I wonder if you can spend some time reflecting on your own tapestry, what you don’t yet have eyes to see, but are invited — in faith — to wonder about. Will you take some time to imagine with me?
Breathe in.
Breathe out.
Close your eyes and let yourself settle for a bit into the swirly dark behind your eyelids. Take a few more deep breaths if you need to to get yourself settled.
Now I want you to imagine with me you opening your eyes. You’re on your couch in your living room, and the Spirit of God has grabbed your hand, and lifted you up out of your nap. You let yourself be led to your front door, out down the stairs of your apartment building or past your front porch, and out into your yard, or the driveway, or the sidewalk.
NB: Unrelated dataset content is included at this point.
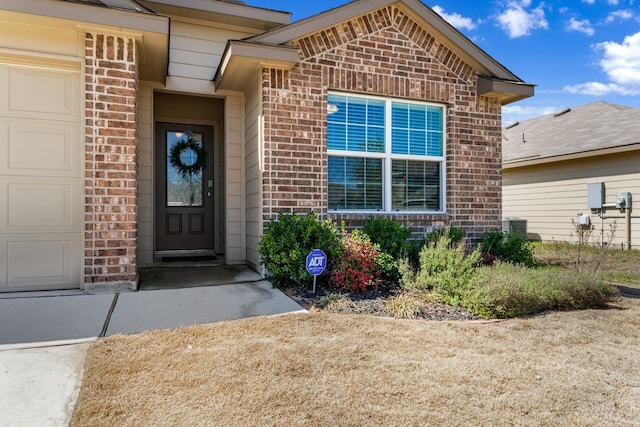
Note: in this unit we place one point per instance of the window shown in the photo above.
(384, 155)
Everything around you is empty. Even if you live in the city, imagine the lights off on the street, the sounds silenced. There is you and the hand the you hold, and the night sky. No artificial light stands in the way of you encountering the stars tonight. Imagine the brightest stars you’ve ever seen, the bright ones that always show up, but also the blur of pinpricks of light that only show themselves in the darkest, most rural nights.
You stand for a while staring up at those stars, holding the hand of the One who led you to this spot. What do you feel here in this moment? What do you want to feel?
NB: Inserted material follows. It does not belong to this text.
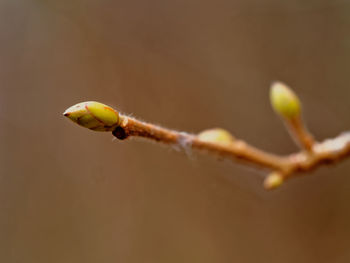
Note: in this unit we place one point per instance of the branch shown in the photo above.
(100, 117)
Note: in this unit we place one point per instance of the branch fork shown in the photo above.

The Spirit speaks now, and I don’t know what they say, but maybe you do? Is there a promise God wants to give you? Is there a hope? Is there a word you need to hear?
Abraham’s promise had to do with his deepest fear: that he would never have children, that he’d never leave a legacy. Actually, the Spirit of God said to him, you will leave a legacy as magnificent as this sky.
What’s your deepest fear? What does a simple faith invite you to believe?
Sit for some time imagining that sky, and listening for the promise of the Spirit.
When you’re ready to go back inside, turn to the presence of God and say something. Maybe you want to say thank you. Maybe you want to say, I believe. Maybe you want to say something like the father in Mark chapter 9 who holds both faith and doubt at the same time: I want to believe, help me overcome the part of me that doesn’t believe yet.
And just as Yahweh reckoned Abraham’s faith as righteousness, can you imagine what it might mean for God to reckon your own faith, to bless you for the little bit of faith you hold, to honor you and your willingness to look at the stars and imagine?